The total space of the standard quaternionic Hopf fibration of an $S^3$ fiber bundle over $S^4.$ I am trying to understand the paper "Milnor's Construction of Exotic 7-Spheres" by Rachel McEnroe (link). Here's the abstract:



I do not understand why the total space of this fiber bundle is given by:



Could anyone explain this also to me please?
 A: By reading the lines that follow where the pre images of $U_1$ and $U_2$ are computed, I believe that there's a slight inaccuracy in the definition of the total space.
In section 2, McEnroe defines the Quaternionic Hopf Fibration as the map $\pi \colon \mathbb{S}^7 \subset \mathbb{H}^2 \to \mathbb{S}^4 = \mathbb{HP}^1$ given by $(x,y)\mapsto [x;y]$ and the total space is $\mathbb{S}^7$.
Now in section 3, it seems that instead of getting $\mathbb{S}^7$ itself as the total space, they consider the graph of $\pi$, that is,
$$ \{ ((x,y),\pi(x,y)) \ : \ (x,y) \neq (0,0) \} = \{ ((x,y),[z;w]) \ : \ x = \lambda z, y = \lambda w \ \text{for some} \ \lambda \in \mathbb{H} \} \subset \mathbb{H}^2 \times \mathbb{HP}^1 $$
which is also the total space, since a given space is homeomorphic to the graph of any map coming from it (here $\pi$ is actually considered as having $\mathbb{H}^2\setminus \{(0,0)\}$ as its domain, but it's unimportant for now).
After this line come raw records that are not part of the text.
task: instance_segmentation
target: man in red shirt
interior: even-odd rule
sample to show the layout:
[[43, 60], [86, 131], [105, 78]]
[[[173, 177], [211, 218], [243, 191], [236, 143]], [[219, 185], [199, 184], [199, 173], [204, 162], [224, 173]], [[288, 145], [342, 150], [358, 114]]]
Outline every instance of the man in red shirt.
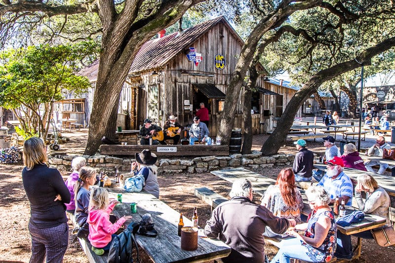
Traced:
[[202, 102], [200, 103], [200, 109], [196, 109], [196, 116], [199, 117], [199, 119], [200, 119], [200, 121], [205, 123], [206, 125], [208, 127], [208, 121], [209, 120], [208, 109], [204, 108], [204, 104]]

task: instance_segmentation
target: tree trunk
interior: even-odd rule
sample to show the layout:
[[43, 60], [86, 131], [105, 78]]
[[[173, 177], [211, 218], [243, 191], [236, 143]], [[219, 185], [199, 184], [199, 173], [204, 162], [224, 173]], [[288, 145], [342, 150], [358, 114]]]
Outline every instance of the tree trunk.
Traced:
[[360, 67], [357, 61], [361, 61], [365, 66], [371, 64], [371, 58], [395, 45], [395, 37], [386, 39], [374, 46], [363, 50], [355, 59], [349, 60], [319, 71], [291, 99], [277, 122], [277, 127], [262, 146], [261, 151], [264, 155], [275, 154], [286, 139], [289, 128], [296, 113], [304, 101], [324, 82], [331, 79], [345, 72]]
[[335, 111], [337, 112], [337, 113], [340, 113], [340, 106], [339, 105], [339, 100], [337, 99], [337, 94], [335, 93], [335, 91], [331, 89], [329, 90], [333, 100], [335, 101]]
[[258, 73], [254, 66], [250, 67], [249, 80], [244, 92], [244, 105], [243, 106], [243, 118], [244, 119], [244, 141], [241, 148], [241, 153], [251, 153], [252, 148], [252, 119], [251, 115], [251, 101], [252, 98], [252, 90], [255, 89]]
[[314, 98], [318, 102], [318, 105], [319, 106], [319, 109], [321, 110], [326, 110], [326, 106], [325, 105], [325, 102], [318, 94], [318, 92], [314, 92]]

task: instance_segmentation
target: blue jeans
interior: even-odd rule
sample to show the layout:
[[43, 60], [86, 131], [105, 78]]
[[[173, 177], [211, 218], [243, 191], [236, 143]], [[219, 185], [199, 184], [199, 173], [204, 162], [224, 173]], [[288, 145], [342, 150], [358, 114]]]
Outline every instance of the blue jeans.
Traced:
[[303, 177], [297, 174], [295, 174], [295, 182], [308, 182], [312, 181], [312, 177]]
[[306, 247], [301, 244], [299, 238], [287, 239], [283, 241], [282, 243], [283, 245], [270, 263], [290, 263], [291, 259], [297, 259], [309, 262], [318, 262], [316, 258], [308, 256], [311, 254]]

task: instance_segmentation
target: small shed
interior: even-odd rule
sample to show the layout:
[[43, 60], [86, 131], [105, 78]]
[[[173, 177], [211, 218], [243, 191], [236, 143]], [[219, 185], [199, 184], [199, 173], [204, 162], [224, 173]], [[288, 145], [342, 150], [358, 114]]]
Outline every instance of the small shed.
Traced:
[[[226, 114], [227, 89], [243, 43], [222, 16], [167, 35], [161, 31], [158, 38], [142, 46], [124, 83], [118, 112], [128, 118], [125, 128], [138, 129], [147, 117], [162, 126], [169, 115], [187, 126], [202, 102], [209, 111], [210, 134], [215, 136], [221, 115]], [[89, 78], [93, 88], [98, 61], [79, 73]], [[262, 68], [259, 64], [256, 67]], [[271, 82], [263, 75], [257, 86], [251, 110], [253, 130], [259, 134], [273, 130], [297, 90]], [[242, 94], [235, 102], [235, 126], [242, 128]], [[300, 109], [297, 116], [301, 113]]]

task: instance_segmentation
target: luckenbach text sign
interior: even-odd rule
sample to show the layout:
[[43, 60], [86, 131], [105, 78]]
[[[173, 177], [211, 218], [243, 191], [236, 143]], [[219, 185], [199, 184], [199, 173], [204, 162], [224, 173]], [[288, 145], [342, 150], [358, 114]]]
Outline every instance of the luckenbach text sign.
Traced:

Notice that in this representation, $\pi$ is simply the projection on the second coordinate $\mathbb{HP}^1$.
This characterization of the total space makes sense when considering the lines that follow in the article and if we were to try to naively simplify the expression defining this set, we could get something like
$$ \frac{x}{z} = \lambda = \frac{y}{w} \iff xw = zy$$
which (at least in the way I've done it) is incorrect since multiplication isn't commutative and we were assuming both $z,w$ nonzero.